Ook schudde ik mijn boezem uit, en zeide: Alzo schudde God uit allen man, die dit woord niet zal bevestigen, uit zijn huis en uit zijn arbeid, en hij zij alzo uitgeschud en ledig. En de ganse gemeente zeide: Amen! En zij prezen de HEERE. En het volk deed naar dit woord.
14 Moreover from the day that [the king] had enjoined on me to be governor in the land of Judah, from the twentieth year up to the two and thirtieth year of king Artaxerxes, [full] twelve years, neither I nor my brothers ate the food of the governor.
Ook van dien dag af, dat hij mij bevolen heeft hun landvoogd te zijn in het land Juda, van het twintigste jaar af, tot het twee en dertigste jaar van den koning Arthahsasta, zijnde twaalf jaren, heb ik, met mijn broederen, het des landvoogds niet gegeten.
15 But the former governors that had been before me had made it heavy for the people, and had taken of them bread and wine, beside forty shekels of silver: yea, even their young men ruled over the people; but I myself did not act so, because of the fear of God.
En de vorige landvoogden, die voor mij geweest zijn, hebben het volk bezwaard, en van hen genomen aan brood en wijn, daarna veertig zilveren sikkelen; ook heersten hun jongens over het volk; maar ik heb alzo niet gedaan, om der vreze Gods wil.
16 And in the work of this wall also did I labor actively; and we bought not any fields; and all my young men were assembled there by the work.

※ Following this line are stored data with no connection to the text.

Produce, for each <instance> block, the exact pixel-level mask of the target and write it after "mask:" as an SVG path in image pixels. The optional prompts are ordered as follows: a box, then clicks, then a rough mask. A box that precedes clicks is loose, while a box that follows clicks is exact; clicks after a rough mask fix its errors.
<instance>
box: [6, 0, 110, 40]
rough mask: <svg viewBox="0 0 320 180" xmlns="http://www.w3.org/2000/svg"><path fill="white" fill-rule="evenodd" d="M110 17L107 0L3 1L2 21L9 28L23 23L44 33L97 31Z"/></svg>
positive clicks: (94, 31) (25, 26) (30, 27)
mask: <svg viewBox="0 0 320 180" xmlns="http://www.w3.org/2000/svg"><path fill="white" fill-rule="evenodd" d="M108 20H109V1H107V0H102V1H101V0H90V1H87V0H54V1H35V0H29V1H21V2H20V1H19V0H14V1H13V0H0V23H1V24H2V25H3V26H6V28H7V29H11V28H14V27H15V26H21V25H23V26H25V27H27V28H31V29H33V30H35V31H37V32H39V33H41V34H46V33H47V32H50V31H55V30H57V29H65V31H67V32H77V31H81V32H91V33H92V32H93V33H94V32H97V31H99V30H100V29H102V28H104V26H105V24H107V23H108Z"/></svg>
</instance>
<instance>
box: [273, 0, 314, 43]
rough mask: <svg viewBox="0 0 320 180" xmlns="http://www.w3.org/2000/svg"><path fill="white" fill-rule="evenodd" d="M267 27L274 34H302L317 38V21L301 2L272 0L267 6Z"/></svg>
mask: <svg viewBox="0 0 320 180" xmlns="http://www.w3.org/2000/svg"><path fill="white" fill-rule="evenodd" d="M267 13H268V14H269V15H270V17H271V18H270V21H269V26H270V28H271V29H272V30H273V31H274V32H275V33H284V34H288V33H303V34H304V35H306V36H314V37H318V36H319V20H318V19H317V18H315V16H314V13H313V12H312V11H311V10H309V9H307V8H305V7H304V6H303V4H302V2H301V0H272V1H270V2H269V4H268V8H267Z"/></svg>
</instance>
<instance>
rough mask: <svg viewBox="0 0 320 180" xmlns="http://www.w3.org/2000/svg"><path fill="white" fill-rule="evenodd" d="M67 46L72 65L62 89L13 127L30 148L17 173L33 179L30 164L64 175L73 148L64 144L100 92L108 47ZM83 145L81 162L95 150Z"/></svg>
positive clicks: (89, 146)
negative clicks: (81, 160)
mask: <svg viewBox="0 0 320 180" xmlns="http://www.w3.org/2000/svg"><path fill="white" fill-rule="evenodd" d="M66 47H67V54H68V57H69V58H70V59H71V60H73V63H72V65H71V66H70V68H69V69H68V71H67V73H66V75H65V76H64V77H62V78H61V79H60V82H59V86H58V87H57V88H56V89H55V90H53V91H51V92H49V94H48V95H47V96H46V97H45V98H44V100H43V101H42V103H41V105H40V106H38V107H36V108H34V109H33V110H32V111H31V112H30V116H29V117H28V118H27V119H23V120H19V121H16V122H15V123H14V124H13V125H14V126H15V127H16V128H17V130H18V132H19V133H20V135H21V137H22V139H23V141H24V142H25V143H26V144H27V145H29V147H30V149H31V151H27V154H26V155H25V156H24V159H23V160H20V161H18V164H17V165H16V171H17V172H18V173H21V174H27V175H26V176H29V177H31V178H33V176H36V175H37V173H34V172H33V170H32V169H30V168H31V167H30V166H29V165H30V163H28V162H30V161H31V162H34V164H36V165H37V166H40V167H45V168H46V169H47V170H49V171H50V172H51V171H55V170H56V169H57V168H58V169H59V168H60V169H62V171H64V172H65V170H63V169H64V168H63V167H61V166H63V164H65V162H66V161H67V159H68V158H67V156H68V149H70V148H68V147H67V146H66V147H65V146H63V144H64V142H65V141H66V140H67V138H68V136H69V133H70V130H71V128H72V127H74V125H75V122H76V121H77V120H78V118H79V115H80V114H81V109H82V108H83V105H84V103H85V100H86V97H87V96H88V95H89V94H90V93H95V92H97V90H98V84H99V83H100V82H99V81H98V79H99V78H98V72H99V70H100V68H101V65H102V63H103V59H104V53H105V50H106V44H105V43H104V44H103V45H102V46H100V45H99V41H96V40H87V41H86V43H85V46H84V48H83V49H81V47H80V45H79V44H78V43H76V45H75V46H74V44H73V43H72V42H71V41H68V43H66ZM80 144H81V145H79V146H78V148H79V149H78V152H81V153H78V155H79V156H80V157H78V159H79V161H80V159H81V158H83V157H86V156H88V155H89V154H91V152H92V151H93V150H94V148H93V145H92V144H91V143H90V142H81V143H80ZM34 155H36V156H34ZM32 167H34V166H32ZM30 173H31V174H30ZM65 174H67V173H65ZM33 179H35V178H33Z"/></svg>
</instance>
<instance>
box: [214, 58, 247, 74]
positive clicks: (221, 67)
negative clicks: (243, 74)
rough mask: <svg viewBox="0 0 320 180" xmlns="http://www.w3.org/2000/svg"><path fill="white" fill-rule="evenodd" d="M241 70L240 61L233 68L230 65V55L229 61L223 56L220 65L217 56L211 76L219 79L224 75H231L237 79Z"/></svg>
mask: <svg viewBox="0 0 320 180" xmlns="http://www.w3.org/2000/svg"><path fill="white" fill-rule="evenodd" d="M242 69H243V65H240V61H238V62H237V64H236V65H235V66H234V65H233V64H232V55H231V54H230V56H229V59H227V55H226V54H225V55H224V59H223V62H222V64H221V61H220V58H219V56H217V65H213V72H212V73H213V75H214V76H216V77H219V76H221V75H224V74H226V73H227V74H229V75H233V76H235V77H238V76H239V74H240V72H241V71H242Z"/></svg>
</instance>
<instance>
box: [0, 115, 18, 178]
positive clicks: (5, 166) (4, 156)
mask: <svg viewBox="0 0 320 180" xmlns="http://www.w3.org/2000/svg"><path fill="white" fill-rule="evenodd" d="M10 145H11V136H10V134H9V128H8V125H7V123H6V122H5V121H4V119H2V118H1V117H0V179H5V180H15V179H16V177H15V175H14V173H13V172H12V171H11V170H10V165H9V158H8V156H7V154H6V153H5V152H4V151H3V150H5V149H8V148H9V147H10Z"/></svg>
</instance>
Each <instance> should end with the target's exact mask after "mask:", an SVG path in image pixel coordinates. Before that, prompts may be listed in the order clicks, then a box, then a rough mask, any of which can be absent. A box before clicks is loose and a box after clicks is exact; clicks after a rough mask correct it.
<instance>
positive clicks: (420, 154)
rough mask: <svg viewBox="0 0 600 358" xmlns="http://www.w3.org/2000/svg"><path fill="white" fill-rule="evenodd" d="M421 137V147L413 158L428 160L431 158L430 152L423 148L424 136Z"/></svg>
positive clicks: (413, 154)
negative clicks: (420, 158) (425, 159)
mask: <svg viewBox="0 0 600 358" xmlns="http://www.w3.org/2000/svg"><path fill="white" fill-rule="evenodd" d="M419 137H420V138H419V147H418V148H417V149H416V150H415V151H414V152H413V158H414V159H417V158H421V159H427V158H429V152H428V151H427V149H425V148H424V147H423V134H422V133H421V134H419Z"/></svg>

Daartoe heb ik ook aan het werk dezes muurs verbeterd, en wij hebben geen land gekocht; en al mijn jongens zijn aldaar verzameld geweest tot het werk.
17 Moreover of the Jews and rulers, one hundred and fifty men, besides those that came unto us from the nations that are about us, [ate] at my table.
Ook zijn van de Joden en van de overheden honderd en vijftig man, en die van de heidenen, die rondom ons zijn, tot ons kwamen, aan mijn tafel geweest.
18 And that which was prepared for one day was one ox and six choice sheep; also birds were prepared for me, and once in ten days all sorts of wine in abundance: yet with all this I required not the food of the governor; because the service lay heavily upon this people.
En wat voor een dag bereid werd, was een os en zes uitgelezen schapen; ook werden mij vogelen bereid, en binnen tien dagen van allen wijn zeer veel; nog heb ik bij dezen het brood des landvoogds niet gezocht, omdat de dienstbaarheid zwaar was over dit volk.
19 Remember for me, my God, for good, all that I have done for this people.
Gedenk mijner, mijn God, ten goede, alles, wat ik aan dit volk gedaan heb.